どう見てもここが使われているとは思えない。それどころか、課が存在しているのかすら怪しく思えてきた。
「何、ここ‥‥‥」
ため息交じりに心中を具現化する。バカバカしくなってきた。もしかすると自分は、若さ故に扱いに困り、飛ばされただけなのでは? 長官に連絡しよう、
モーションコマンドでウィンドウを呼び出して、メールアプリを開こうとしたとき、視界の端に違和感を感じた。なんとなくそちらに目を向けた。そこには、原始的な照明のスイッチが、壁に引っ付くように設えてあった。

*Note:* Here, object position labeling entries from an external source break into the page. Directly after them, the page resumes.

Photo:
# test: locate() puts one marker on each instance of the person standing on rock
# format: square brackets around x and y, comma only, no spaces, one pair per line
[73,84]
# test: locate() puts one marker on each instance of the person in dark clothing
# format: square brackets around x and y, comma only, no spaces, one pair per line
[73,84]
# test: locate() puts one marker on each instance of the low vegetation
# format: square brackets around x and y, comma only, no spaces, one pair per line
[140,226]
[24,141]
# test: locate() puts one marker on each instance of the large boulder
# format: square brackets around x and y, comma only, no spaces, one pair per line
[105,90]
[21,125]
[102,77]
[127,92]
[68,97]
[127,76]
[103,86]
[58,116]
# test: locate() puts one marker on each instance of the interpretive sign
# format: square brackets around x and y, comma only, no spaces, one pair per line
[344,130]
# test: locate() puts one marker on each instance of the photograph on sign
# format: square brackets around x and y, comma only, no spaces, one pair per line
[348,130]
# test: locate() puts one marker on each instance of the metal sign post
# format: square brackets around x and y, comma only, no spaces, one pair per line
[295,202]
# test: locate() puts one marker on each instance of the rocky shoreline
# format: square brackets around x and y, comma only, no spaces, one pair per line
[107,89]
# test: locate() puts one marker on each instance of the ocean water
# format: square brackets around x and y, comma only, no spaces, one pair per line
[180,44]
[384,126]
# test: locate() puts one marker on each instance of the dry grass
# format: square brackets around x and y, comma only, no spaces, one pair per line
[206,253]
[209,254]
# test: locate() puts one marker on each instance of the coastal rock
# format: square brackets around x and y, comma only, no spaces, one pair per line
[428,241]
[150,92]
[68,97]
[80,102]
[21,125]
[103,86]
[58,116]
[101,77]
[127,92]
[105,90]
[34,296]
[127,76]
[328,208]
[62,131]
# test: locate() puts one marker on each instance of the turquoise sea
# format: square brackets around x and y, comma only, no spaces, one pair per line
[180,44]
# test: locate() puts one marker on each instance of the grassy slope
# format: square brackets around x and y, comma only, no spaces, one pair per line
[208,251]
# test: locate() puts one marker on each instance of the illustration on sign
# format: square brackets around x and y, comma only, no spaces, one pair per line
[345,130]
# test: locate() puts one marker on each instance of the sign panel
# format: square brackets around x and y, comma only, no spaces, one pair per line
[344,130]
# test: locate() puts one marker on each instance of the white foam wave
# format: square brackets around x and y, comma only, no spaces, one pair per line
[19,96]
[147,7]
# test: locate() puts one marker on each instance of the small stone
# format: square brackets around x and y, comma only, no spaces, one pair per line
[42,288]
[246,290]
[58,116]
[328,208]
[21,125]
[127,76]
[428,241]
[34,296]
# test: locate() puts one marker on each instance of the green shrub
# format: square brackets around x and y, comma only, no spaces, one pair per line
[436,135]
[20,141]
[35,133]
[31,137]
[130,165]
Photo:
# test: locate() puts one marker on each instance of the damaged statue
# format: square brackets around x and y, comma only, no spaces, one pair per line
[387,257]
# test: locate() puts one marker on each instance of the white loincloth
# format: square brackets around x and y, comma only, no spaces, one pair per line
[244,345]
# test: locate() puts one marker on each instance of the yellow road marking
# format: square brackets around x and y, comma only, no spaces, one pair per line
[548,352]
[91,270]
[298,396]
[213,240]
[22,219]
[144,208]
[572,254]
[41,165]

照明をつけたところで、見えるものもないだろう。気にすることはない、ウィンドウに向き直りメールを‥‥‥結局、好奇心に抗えなかった。
「というかコレ、点くのかな」
ここまで廃れた部屋だ、さしものLEDといえど、切れている可能性が高い。どうしようか、別に迷うところでもないのに、グダグダしている。理由はわかっている。飛ばされた事を認めたくないだけだ。だっておかしいじゃないか、勝手に採用しておいて、やっぱりいらなかったなんて。

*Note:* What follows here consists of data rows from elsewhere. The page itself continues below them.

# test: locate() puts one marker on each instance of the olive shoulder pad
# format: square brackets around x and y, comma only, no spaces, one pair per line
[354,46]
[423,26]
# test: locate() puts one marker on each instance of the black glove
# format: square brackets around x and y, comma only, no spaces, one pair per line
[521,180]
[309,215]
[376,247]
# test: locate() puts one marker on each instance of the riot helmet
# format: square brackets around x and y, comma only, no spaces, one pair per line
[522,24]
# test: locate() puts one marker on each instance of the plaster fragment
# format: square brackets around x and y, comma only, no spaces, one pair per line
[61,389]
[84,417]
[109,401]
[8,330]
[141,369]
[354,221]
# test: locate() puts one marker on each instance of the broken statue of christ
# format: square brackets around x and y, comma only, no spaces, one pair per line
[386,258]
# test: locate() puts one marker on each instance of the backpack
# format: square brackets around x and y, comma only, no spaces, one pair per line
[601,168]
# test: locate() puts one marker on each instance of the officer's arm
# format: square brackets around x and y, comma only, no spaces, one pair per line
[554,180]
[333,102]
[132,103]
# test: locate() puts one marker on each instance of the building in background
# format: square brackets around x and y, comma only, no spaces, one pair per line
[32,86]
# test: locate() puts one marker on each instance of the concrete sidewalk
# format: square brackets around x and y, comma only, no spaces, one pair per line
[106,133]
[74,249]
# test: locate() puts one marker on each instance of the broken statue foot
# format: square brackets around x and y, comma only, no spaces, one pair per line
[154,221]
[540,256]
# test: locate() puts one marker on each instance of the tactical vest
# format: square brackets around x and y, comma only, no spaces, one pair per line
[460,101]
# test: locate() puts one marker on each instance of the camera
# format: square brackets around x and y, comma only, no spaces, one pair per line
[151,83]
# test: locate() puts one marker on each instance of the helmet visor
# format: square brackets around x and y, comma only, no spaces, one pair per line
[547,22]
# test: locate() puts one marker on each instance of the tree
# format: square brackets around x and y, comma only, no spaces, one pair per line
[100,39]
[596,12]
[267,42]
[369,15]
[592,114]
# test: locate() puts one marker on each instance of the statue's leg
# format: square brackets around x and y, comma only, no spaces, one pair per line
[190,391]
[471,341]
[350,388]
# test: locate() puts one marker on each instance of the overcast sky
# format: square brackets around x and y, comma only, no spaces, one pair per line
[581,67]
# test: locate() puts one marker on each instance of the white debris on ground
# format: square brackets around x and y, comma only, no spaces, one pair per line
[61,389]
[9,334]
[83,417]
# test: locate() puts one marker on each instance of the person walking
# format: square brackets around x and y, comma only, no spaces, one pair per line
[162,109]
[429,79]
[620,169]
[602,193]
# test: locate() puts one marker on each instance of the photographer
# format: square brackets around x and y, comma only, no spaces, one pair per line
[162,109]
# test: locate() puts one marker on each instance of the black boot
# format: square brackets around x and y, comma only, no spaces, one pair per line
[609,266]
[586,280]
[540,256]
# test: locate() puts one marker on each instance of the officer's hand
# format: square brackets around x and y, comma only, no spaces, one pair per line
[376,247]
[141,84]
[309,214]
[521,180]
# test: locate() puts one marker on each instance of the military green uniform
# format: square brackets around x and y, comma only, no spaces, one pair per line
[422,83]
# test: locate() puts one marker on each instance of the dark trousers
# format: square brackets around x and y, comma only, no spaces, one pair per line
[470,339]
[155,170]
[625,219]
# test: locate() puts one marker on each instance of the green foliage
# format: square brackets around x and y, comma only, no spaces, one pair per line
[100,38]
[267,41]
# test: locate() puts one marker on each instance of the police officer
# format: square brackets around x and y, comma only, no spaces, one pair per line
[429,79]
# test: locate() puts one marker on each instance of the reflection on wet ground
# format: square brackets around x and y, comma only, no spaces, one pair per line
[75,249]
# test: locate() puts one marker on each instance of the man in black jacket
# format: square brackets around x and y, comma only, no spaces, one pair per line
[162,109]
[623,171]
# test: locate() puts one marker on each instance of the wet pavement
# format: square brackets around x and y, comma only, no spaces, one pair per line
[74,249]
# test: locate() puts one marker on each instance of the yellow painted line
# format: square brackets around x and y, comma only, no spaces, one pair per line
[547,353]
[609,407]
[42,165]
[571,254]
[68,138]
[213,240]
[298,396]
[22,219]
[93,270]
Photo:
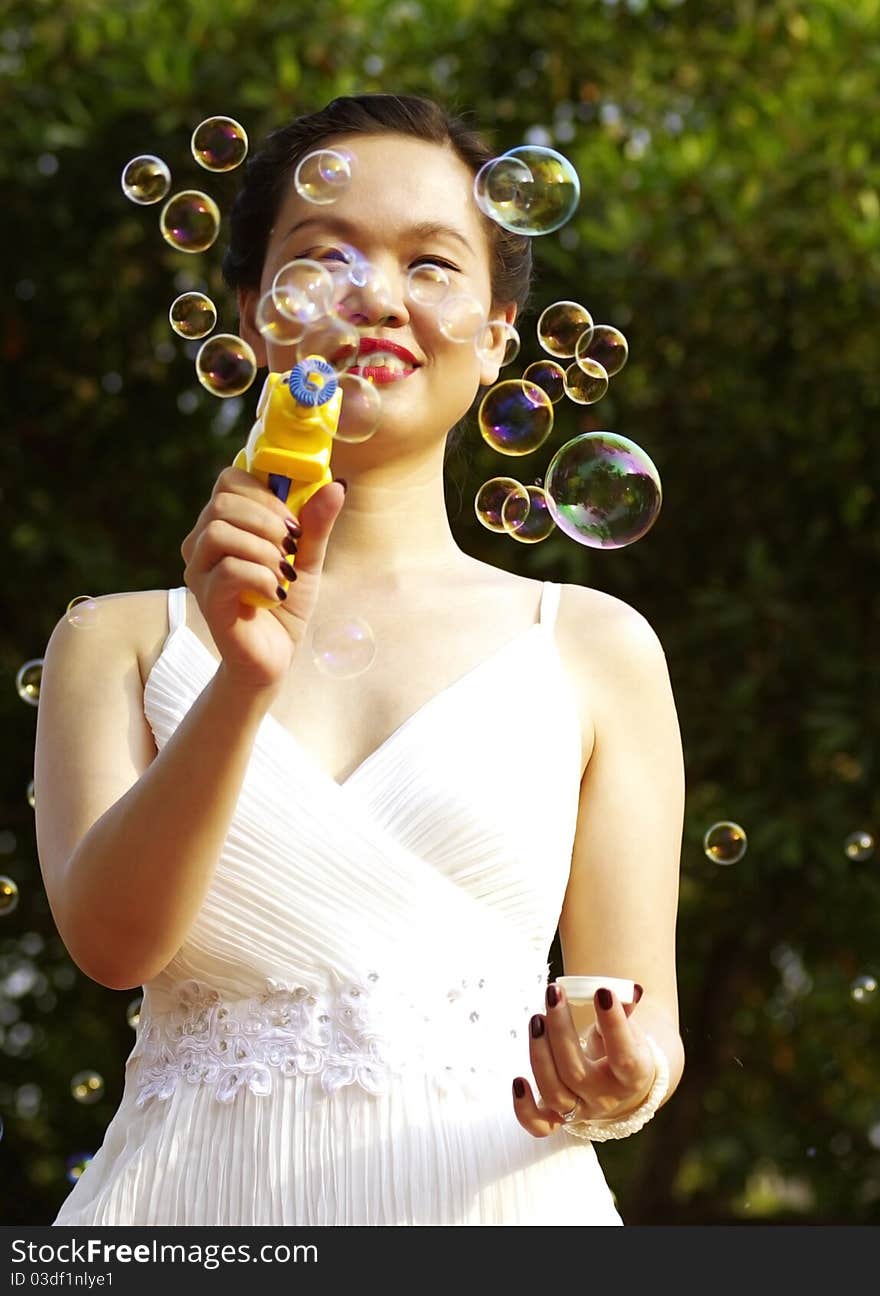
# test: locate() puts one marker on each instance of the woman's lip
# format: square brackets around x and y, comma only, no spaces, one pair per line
[379,373]
[375,344]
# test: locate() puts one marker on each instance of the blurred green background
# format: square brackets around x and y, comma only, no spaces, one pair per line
[730,226]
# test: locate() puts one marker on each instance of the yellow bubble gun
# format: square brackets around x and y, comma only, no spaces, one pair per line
[289,446]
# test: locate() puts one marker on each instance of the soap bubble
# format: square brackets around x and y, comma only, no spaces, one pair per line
[362,408]
[87,1086]
[303,289]
[219,144]
[226,366]
[604,490]
[189,220]
[428,285]
[493,495]
[27,681]
[460,318]
[82,612]
[335,340]
[605,345]
[532,524]
[192,315]
[859,845]
[515,416]
[725,843]
[863,989]
[323,176]
[529,189]
[145,179]
[560,328]
[8,896]
[548,376]
[495,333]
[586,382]
[342,647]
[274,325]
[75,1164]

警視庁そのものを責めたくなってくる。まったく、何故自分はこんなにイライラしているのか。
「ああ、本当に、めんどく――――――」
ガタン!!
「っしゃい⁈」
悪態を突こうとして、唐突な物音に肩も呂律も跳ね上がった。
思わず壁に手を突く。
「何か落ちた? でも誰もいな―――――」
「生体認証‥‥‥一矢当 死唄‥‥‥登録完了」
「なにっ⁈」
またも唐突に物音‥‥‥電子音声が聞こえビクつく。
何が起きた?
ガコン
「へ?」
音に気づいたときには、もう遅かった。
今まで死唄が立っていた床が、
途端、エレベーターにも似た落下感と浮遊感が死唄を襲った。
落下中には身体を震わせることもできず、声にならない息が漏れる。
「っ」
落ちているのか? 何故? どこに?
周囲を見回そうにも、思わず目を閉じてしまって、恐怖で開けることができない。自分はこんなに女々しかったか? 一応、女子ではあるけれど。
「っん⁈」
今度は失速した。緩やかに速度が収まっていく。
最後は、とっ、という小さな衝撃音が響いた。
恐る恐る、目を開ける。が、視界は真っ暗で、何も見えない。
‥‥‥いや、これは自分の手だ。庁内に入るとき、義務付けされている消毒の匂いが微かに香った。
いつの間にか、両手で顔を覆ってしまったようだ、格好悪い。